Taylor, who featured against his former club in the two-leg final, blamed Kotoko’s German coach, Hans-Dieter Schmidt, for virtually handing the trophy to the Phobians on a silver platter.
“We lost the trophy from the bench due to his [Schmidt] technical and tactical bankruptcy. To me, it was one of the worst misfortunes that happened in my playing career and I still rue that lost opportunity,” a disappointed Taylor told the Daily Graphic.
After holding Hearts to a 1-1 draw in the first leg at the Accra Sports Stadium, Taylor put Kotoko ahead with a 53rd-minute goal in the return leg match in Kumasi, but Lawrence Adjah Tetteh fetched a late equaliser for the Phobians to throw the clash into a tie-breaking penalty shootout after extra time.

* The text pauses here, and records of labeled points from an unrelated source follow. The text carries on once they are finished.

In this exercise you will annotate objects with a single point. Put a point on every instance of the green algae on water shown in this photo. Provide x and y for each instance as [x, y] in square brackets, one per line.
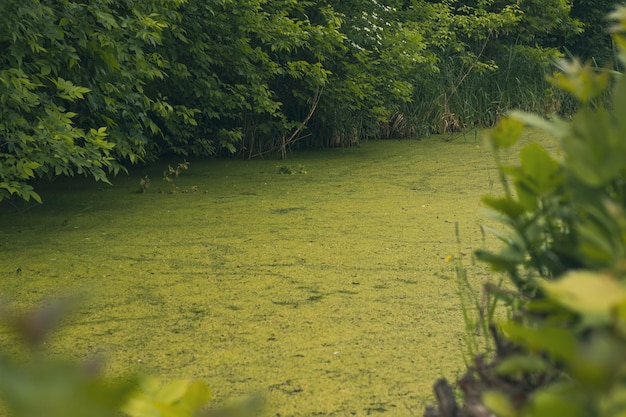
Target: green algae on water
[329, 290]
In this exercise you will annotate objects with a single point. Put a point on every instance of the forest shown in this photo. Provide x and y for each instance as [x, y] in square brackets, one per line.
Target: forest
[345, 287]
[91, 88]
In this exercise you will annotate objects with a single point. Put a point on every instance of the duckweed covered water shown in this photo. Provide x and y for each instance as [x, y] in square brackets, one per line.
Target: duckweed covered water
[329, 292]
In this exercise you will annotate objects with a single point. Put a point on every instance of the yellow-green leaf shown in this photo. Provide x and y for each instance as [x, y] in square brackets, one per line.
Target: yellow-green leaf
[591, 294]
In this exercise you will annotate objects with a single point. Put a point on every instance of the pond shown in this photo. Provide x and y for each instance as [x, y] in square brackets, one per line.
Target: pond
[326, 282]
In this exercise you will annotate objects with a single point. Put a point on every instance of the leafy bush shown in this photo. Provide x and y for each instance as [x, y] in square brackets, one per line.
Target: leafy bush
[33, 384]
[563, 353]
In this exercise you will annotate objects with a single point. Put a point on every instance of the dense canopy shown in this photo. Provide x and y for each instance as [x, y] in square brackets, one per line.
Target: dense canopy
[91, 87]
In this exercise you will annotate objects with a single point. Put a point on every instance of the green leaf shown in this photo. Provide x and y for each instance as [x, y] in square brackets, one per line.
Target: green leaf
[539, 166]
[594, 295]
[498, 403]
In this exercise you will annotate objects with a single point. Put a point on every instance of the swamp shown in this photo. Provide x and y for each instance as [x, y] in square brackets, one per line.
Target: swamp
[325, 283]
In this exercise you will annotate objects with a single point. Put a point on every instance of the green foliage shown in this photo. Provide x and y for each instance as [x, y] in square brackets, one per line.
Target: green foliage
[89, 89]
[36, 384]
[71, 88]
[566, 256]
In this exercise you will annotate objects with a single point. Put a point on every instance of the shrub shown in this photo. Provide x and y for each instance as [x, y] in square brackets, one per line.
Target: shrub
[563, 352]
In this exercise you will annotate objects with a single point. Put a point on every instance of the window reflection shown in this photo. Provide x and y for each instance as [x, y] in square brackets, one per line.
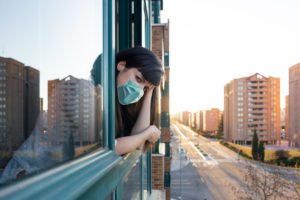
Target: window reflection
[50, 111]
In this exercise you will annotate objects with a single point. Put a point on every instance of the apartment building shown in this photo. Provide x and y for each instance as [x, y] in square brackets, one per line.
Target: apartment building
[73, 111]
[207, 121]
[293, 118]
[252, 103]
[19, 102]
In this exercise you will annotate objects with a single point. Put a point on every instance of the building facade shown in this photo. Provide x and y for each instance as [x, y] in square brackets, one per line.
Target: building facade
[72, 104]
[252, 103]
[19, 102]
[210, 120]
[294, 105]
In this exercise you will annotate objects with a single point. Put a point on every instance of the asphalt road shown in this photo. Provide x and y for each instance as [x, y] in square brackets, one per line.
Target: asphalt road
[202, 168]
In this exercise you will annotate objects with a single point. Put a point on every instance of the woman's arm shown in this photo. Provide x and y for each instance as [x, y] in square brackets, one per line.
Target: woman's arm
[130, 143]
[143, 120]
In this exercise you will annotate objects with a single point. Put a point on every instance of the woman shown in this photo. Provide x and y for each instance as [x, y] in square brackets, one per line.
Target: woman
[138, 73]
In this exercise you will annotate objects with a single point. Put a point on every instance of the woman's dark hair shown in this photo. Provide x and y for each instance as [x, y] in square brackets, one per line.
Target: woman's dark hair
[150, 66]
[145, 61]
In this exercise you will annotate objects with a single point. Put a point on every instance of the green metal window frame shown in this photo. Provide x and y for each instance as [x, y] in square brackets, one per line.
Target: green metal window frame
[98, 175]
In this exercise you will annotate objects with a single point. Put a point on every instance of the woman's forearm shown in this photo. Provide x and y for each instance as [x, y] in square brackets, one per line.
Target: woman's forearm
[143, 120]
[130, 143]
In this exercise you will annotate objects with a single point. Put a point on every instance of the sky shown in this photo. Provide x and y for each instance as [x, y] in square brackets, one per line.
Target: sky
[215, 41]
[57, 37]
[211, 42]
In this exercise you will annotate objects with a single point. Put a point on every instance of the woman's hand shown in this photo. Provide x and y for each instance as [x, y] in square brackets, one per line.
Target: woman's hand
[153, 133]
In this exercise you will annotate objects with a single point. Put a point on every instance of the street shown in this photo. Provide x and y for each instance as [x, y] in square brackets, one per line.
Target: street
[202, 168]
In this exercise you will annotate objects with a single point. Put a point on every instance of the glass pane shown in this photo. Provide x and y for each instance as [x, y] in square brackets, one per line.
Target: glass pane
[131, 183]
[50, 98]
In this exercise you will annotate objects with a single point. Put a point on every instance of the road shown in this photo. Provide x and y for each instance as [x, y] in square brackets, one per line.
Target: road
[203, 169]
[211, 170]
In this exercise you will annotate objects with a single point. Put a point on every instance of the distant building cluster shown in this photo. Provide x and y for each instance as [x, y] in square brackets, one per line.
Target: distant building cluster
[19, 102]
[293, 106]
[253, 104]
[72, 111]
[73, 118]
[204, 121]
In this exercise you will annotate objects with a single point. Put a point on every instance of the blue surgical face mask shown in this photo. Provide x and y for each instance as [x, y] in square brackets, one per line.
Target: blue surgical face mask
[129, 93]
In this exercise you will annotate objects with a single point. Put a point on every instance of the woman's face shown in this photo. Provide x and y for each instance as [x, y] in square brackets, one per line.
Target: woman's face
[131, 73]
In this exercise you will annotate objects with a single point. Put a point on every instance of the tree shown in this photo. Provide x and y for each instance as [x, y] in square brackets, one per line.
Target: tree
[265, 183]
[261, 151]
[282, 156]
[255, 146]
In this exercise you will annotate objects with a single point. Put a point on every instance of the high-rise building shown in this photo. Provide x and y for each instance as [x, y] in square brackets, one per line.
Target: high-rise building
[19, 102]
[252, 103]
[74, 111]
[294, 105]
[211, 119]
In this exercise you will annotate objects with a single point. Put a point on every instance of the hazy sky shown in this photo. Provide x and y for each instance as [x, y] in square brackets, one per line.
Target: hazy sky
[211, 42]
[57, 37]
[215, 41]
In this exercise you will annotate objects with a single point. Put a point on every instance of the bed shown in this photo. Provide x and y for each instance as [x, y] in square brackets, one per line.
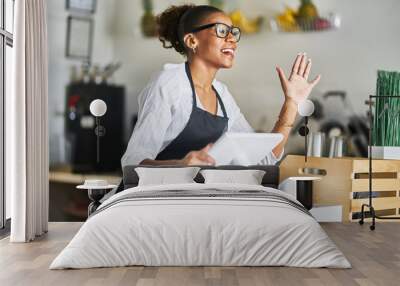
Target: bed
[197, 224]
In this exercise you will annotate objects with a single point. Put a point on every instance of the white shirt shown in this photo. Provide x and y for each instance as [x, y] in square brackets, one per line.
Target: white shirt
[165, 105]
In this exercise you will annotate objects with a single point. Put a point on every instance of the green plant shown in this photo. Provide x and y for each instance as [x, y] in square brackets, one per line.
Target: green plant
[386, 131]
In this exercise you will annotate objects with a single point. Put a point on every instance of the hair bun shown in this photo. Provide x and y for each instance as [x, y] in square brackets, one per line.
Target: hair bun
[168, 23]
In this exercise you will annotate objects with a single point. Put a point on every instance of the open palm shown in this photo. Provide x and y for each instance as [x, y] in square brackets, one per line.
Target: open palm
[297, 87]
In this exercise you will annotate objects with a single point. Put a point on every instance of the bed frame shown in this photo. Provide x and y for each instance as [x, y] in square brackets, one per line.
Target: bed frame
[270, 179]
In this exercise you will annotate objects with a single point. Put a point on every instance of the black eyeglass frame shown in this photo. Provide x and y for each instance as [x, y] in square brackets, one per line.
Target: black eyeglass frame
[207, 26]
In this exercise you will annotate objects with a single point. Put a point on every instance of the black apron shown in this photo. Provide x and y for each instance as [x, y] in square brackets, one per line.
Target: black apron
[201, 129]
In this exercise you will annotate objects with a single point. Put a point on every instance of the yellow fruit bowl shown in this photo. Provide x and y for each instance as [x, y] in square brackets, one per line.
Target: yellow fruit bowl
[290, 22]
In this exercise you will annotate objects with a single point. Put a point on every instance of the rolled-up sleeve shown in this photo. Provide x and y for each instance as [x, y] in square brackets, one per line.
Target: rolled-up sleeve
[154, 117]
[240, 124]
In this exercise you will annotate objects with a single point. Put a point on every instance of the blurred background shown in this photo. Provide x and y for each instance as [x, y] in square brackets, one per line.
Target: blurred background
[108, 50]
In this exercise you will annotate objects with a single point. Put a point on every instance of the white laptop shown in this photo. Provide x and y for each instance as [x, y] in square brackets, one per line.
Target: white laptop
[243, 148]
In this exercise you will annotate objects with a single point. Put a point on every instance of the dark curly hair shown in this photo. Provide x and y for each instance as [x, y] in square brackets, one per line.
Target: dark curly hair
[176, 21]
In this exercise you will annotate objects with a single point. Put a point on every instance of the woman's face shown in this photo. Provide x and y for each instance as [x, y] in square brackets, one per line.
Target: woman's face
[218, 52]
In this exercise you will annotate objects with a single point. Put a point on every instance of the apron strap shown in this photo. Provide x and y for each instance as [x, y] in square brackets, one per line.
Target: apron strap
[187, 69]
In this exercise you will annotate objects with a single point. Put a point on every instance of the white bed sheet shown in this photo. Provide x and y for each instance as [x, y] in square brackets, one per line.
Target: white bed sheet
[206, 231]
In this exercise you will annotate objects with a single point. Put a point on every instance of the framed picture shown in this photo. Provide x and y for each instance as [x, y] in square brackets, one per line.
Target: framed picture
[79, 38]
[84, 6]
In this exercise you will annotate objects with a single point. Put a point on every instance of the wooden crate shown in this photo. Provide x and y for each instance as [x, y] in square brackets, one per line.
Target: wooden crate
[385, 185]
[334, 188]
[346, 183]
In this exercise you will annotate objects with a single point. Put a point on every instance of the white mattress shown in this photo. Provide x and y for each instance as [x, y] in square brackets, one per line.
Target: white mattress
[183, 231]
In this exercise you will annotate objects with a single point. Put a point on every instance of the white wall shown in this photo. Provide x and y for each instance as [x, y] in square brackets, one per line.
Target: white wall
[347, 58]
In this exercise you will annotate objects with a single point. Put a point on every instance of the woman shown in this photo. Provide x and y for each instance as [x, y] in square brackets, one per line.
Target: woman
[184, 108]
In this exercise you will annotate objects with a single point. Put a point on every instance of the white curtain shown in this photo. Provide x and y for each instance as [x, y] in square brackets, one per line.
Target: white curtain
[26, 124]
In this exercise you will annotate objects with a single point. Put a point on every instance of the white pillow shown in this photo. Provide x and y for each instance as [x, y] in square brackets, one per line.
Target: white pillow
[248, 177]
[162, 176]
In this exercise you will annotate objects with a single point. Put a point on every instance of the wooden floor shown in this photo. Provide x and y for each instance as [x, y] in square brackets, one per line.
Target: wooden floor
[375, 257]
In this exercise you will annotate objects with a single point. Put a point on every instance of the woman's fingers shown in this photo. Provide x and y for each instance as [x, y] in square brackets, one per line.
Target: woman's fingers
[302, 66]
[307, 70]
[296, 64]
[282, 77]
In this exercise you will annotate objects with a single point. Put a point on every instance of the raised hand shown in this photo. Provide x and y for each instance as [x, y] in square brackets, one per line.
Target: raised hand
[297, 88]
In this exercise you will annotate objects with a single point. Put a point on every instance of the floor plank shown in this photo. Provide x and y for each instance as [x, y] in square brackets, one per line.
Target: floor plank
[375, 257]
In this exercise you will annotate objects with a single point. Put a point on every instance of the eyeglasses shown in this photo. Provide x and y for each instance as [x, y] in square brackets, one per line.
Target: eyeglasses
[221, 30]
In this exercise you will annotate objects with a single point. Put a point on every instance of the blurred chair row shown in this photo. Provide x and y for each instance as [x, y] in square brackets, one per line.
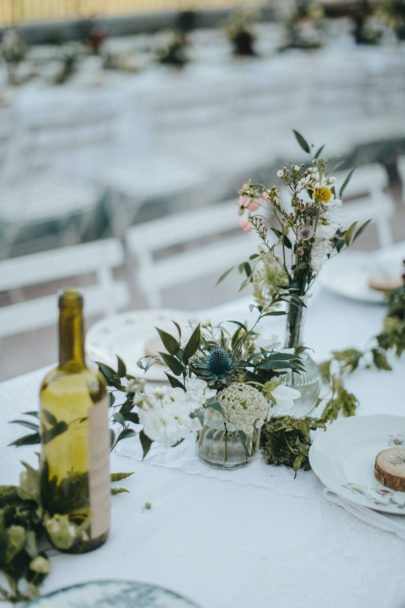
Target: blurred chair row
[67, 163]
[160, 254]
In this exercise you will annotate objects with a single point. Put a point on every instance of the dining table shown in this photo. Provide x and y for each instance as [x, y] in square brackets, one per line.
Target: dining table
[256, 537]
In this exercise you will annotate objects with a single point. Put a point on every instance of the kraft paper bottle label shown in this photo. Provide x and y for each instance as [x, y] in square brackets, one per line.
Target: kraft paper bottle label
[99, 468]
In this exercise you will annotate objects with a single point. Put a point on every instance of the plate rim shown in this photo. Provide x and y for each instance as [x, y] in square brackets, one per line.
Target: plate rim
[175, 594]
[330, 484]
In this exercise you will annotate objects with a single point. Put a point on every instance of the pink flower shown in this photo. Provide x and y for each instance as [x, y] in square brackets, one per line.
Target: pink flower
[245, 225]
[253, 205]
[243, 201]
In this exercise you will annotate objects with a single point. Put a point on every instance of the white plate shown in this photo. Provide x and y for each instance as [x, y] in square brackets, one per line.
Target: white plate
[348, 275]
[127, 335]
[105, 594]
[343, 458]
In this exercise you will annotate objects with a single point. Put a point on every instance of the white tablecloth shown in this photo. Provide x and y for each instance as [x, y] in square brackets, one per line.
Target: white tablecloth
[229, 543]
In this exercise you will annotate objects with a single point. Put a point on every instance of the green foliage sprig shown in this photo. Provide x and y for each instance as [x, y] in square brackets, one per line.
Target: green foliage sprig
[26, 528]
[286, 440]
[221, 356]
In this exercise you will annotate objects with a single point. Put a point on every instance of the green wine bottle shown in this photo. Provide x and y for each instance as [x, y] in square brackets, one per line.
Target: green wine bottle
[75, 479]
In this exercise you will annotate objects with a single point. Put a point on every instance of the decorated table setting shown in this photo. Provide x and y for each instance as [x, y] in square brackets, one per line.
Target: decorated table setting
[215, 424]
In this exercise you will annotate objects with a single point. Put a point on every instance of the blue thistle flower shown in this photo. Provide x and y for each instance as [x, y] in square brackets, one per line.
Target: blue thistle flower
[219, 363]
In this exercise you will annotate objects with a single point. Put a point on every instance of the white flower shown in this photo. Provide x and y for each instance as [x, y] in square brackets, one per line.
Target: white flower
[284, 397]
[166, 412]
[244, 407]
[167, 421]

Hearts secured an 8-7 victory to claim the maiden Confederation Cup in Kotoko’s own backyard. It was a big heartbreak for Taylor, having previously won two continental trophies with the Phobians before making a controversial transfer in 2003.
- Accusation against Schmidt
“I can say confidently that it was Schmidt who won the Confederation Cup for Hearts in Kumasi on a silver platter. The match was lost from the bench,” Taylor stressed.
Explaining what transpired during the final, Taylor — who was substituted later in the match — said Adjah Tetteh was handed a defensive role to closely mark him during the period he was on the field, while defenders such as Dan Quaye and Amankwah Mireku never crossed the centre line into the Kotoko half.
He said he was confident if he had remained on the field there was no way Hearts could have scored the equalising goal, let alone win in Kumasi.
“After I was pulled out, the Hearts defenders, had the liberty to surge forward. They all surged instead of sitting deep in defence. and when they earned a corner kick, Adjah Tetteh was free to score from the resultant kick.
“As a coach, you should always be tactical in your approach because a match could be won or lost depending on a particular player,” Taylor said.
“That explains why a good player is allowed in a match even if he is performing below average. Coaches keep such players because they know the player can turn things around at the least opportunity and that their absence give more room for opponents to operate.”
The player said a day after the match, the German coach called on him to apologise for wrongly substituting him.
“He [Coach Schmidt] told me he didn’t know why he did what he did but since he was the coach and was responsible for everything on the field, I told him not to worry about it.
“But deep down my heart, I was very disappointed for not winning such a trophy with Kotoko to leave a legacy with the club I had adored from infancy,” he admitted.